I am running stock ATM and I will know about the parts when I OC them soon, I like to get a feel for my machines before I blow up the parts. I like to know how the machine feels when I use it before I OC and then I feel like I can tell more of a difference when I OC them. Just my opinion. If you want some pics of stats from benchmarking I can provide them. 

ALSO IF YOU HAVE ANY REQUESTS FOR PICTURES I CAN TAKE MORE PICS OF ANYTHING YOU NEED (just don't ask me to remove my parts to get them)

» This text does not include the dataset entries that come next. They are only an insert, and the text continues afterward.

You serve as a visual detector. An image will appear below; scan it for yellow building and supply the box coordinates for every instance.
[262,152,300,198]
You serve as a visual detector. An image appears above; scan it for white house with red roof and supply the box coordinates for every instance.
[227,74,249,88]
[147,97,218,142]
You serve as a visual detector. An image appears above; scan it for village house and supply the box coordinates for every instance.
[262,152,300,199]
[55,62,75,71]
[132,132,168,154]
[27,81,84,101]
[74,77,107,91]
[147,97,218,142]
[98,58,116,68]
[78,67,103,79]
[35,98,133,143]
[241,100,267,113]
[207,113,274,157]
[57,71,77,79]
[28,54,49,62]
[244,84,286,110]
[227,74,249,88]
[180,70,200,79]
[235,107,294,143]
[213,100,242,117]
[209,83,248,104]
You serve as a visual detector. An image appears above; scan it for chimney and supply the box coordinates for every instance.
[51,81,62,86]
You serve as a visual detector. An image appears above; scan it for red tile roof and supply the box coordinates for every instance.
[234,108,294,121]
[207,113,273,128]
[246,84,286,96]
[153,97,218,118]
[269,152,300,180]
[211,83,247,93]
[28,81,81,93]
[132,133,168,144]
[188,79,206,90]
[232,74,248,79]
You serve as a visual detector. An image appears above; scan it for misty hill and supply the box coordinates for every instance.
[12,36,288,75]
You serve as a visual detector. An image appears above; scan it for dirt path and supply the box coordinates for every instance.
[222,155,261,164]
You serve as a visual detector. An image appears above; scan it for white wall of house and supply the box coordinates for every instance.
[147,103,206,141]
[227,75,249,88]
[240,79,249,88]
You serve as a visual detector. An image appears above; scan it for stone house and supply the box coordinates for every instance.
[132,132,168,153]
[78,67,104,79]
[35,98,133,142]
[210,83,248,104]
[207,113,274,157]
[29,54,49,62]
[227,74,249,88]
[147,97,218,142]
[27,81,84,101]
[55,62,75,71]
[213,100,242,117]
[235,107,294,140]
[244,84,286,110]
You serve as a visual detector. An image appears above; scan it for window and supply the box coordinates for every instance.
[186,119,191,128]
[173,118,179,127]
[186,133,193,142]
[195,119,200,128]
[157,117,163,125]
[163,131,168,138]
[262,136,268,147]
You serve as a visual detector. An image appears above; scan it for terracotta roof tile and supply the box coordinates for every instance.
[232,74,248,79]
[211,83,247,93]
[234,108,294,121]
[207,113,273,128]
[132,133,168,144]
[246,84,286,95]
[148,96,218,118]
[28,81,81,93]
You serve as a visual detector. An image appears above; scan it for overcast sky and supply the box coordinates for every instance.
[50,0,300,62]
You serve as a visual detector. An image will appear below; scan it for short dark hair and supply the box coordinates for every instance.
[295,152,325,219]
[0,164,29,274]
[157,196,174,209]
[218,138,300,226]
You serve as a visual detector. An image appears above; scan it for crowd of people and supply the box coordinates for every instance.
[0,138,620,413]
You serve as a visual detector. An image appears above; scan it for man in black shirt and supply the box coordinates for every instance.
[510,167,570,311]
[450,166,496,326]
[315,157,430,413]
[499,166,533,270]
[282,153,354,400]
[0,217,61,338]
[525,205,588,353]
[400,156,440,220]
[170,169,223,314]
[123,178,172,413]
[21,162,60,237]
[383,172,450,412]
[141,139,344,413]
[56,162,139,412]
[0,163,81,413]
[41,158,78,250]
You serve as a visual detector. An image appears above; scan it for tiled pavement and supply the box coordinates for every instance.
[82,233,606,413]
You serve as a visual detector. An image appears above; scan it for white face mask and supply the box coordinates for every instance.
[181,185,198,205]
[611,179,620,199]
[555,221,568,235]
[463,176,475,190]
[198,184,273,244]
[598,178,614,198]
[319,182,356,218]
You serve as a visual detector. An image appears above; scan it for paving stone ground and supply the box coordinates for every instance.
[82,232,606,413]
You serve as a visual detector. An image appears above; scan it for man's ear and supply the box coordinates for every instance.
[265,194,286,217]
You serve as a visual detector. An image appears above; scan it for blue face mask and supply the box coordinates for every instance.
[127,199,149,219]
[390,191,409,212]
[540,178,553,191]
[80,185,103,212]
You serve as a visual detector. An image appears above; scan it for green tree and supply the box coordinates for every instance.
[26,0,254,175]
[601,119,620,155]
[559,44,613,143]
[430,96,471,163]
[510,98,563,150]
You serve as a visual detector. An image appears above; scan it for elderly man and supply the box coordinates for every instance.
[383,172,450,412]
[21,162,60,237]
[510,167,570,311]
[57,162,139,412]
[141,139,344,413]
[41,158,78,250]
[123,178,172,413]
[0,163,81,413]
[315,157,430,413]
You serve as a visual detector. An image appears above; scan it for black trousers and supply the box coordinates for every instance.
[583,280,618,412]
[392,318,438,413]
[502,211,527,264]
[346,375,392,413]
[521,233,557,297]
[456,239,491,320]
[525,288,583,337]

so, overall installation was simple and easy. No major hitches, glitches, or bitches about it. I don't feel like going on and on because I want to play some GAMES! remember to get with me if you want to see more. GL to you all and thanks for making my maiden posting a pleasant one.


----------



## bbmarley (Sep 17, 2011)

why cables not behind case?


----------



## Jmcwhor1 (Sep 17, 2011)

*Cables behind case*

I mentioned that the cables were not long enough. The case is very large and I did not feel that it was necessary to even make the effort to get longer cables. They are not really in the way at all and I do not enjoy windowed cases so its not something I find terribly important. I just ran them up through the barrier inside of the case.


----------



## Kikkoman (Sep 26, 2011)

I just bought the cougars but i'm wondering how much cooler did your case get? 

And by any chance do you know the exact cfm coming out of it? Cause newegg is saying 119cfm is coming out of it maxed but other sites have said 70cfm. I'm very confused actually. I just bought them 3 hours ago and i'm just curious if I bought the correct fans for my build.


----------



## HammerON (Sep 26, 2011)

Jmcwhor1 said:


> I mentioned that the cables were not long enough. The case is very large and I did not feel that it was necessary to even make the effort to get longer cables. They are not really in the way at all and I do not enjoy windowed cases so its not something I find terribly important. I just ran them up through the barrier inside of the case.



You can buy some nice extensions. They are not that expensive and it does make the build look a lot cleaner. Nice build by the way.
 Computer Hardware, NZXT, Cables


----------



## Kikkoman (Sep 26, 2011)

I actually just decided to get the akasa vipers. I heard better performance but a little bit more sound but nothing too deadly


----------



## crazyeyesreaper (Sep 26, 2011)

Bit Fenix makes some nice extentions as well and they offer many different colors

red orange green white black etc etc, they can be found on frozen cpu

and they make everything

front panel io
front panel audio
24pin atx
8pin eps
8pin pcie
sata
fan extention cables 

you name it bit fenix makes it.

example
http://www.frozencpu.com/products/1...nsion_Cable_-_30cm_-_Red_BFA-MSC-MMRK-RP.html

review
http://www.tweaktown.com/reviews/4266/bitfenix_alchemy_sleeved_cables_review/index.html


----------



## Jmcwhor1 (Sep 26, 2011)

*Response*

I just bought the cougars but i'm wondering how much cooler did your case get? 

I am not sure about how much cooler, I have never tried without these fans. I will say that I think you made the proper decision. They are only 25 per fan and they push a shitload of air and are extremely quiet. I have 5 vortex fans (4x140mm and 1x120mm) and its a nice low hum. If it was not sitting next to me on the desk I would say that it was as quiet as can be expected from a machine with this many fans. When you turn off your computer these fans just keep going and going and going. Very high quality, I am very happy with them. I suggest not returning them. I also bought one of the regular noctua case fans they have and after 2 days I replaced it with another cougar. Best fans I have ever seen. 

I just played through the new deus ex with everything on full graphics at 1920x1200 and my video card never ran over 57C. With the processor I never went over 55C. The 470 card I have used to run in the 80-90 range with the stock cooling in my last machine (It is the only part that I migrated over from my previous build). Everything ran perfectly.

Thanks for the input on the cables guys! I dont think I will be bothering with it until the next build though, but thanks anyways!


----------